Without taking Salinity
into account, Temperature
has no apparent effect. For low Salinity
environments, growth increases with increasing Temperature
. For high Salinity
, the opposite is true: Growth
decreases with increasing Temperature
.
There is an important lesson to be learned here. A variable that is important for explaining variation in the response, but not included in the model, can obfuscate the relationship between the response and the variables that you have included, particularly when interactions are present.
So-called ‘latent’ variables cause problems in science. This highlights the importance of knowing all the important causes of variation in a measured response. Two strategies may then be employed.
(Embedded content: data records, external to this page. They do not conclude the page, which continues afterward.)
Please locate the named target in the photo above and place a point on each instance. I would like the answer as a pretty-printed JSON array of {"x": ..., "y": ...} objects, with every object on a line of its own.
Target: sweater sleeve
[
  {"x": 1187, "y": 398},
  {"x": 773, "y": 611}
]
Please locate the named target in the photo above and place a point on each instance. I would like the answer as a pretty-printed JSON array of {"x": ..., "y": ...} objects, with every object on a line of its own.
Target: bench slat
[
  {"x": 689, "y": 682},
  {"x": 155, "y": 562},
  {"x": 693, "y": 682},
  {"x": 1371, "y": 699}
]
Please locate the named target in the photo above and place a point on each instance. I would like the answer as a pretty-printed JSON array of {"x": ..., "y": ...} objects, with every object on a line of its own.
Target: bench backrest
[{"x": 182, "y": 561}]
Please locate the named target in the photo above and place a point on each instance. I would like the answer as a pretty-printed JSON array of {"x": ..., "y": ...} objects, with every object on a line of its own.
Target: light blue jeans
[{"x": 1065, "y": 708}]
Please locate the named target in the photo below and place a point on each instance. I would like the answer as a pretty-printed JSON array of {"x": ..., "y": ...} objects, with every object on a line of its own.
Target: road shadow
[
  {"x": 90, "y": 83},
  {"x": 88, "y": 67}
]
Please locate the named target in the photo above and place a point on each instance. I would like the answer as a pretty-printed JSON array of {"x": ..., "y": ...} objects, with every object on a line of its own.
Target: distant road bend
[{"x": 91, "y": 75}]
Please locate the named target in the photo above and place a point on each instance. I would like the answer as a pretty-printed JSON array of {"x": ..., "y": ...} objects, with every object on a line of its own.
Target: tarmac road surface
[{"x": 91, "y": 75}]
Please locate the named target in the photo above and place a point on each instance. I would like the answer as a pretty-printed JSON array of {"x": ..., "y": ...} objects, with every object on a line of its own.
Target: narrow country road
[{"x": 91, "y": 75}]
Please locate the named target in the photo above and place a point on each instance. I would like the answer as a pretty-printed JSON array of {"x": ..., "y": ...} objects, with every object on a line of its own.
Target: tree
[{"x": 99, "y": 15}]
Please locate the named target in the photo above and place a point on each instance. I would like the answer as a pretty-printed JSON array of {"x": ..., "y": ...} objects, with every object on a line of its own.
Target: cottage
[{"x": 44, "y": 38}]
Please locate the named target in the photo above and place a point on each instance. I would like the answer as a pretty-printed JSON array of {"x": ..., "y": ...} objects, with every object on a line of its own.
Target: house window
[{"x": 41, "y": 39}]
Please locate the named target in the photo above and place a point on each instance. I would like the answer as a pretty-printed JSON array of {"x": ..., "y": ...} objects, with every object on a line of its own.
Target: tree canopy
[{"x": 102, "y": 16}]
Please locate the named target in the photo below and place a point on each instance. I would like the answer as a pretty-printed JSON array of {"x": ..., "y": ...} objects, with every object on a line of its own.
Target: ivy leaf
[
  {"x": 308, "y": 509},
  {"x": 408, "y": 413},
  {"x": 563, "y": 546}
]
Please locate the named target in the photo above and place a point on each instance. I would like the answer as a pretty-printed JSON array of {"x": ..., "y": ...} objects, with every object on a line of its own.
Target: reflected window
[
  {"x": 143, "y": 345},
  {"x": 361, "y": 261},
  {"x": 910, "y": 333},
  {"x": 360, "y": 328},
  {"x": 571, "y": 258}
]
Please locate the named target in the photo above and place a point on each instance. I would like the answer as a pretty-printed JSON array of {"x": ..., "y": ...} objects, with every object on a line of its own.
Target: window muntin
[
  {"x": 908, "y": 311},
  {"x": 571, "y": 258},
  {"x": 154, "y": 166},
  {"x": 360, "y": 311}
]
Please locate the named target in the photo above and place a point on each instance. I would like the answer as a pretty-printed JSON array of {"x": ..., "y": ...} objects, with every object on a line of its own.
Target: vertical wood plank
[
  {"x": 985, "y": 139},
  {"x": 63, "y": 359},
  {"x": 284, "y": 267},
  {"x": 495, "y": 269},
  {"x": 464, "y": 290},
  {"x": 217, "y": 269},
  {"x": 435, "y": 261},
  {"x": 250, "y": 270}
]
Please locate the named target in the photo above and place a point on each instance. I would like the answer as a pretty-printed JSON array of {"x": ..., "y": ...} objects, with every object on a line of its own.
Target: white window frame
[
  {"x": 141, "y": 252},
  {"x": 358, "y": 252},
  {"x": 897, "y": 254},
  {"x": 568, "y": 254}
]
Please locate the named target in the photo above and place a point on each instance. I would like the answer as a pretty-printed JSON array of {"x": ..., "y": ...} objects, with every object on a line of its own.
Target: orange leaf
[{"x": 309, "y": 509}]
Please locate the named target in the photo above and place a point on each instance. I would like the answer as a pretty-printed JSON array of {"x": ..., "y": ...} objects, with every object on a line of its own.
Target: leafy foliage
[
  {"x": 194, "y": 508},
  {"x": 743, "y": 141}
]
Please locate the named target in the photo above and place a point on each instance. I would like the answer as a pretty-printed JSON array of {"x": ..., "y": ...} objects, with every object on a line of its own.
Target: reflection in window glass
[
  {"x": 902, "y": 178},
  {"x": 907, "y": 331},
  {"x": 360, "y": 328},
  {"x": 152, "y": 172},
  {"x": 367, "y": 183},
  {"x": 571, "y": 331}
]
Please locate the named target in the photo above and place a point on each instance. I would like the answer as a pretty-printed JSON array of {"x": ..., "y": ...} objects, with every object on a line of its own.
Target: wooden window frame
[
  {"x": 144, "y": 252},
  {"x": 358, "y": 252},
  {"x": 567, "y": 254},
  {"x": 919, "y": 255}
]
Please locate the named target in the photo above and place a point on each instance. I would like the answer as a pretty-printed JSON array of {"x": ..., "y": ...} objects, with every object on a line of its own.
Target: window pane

You can hold a variable constant (e.g., examine temperature in medium salinity environments) but this restricts the inference space of your conclusions (they would only be valid for medium salinity). Alternatively, you can include a variable in the design (or measure it if it is not easily manipulated), ensuring that it is accounted for in any analyses.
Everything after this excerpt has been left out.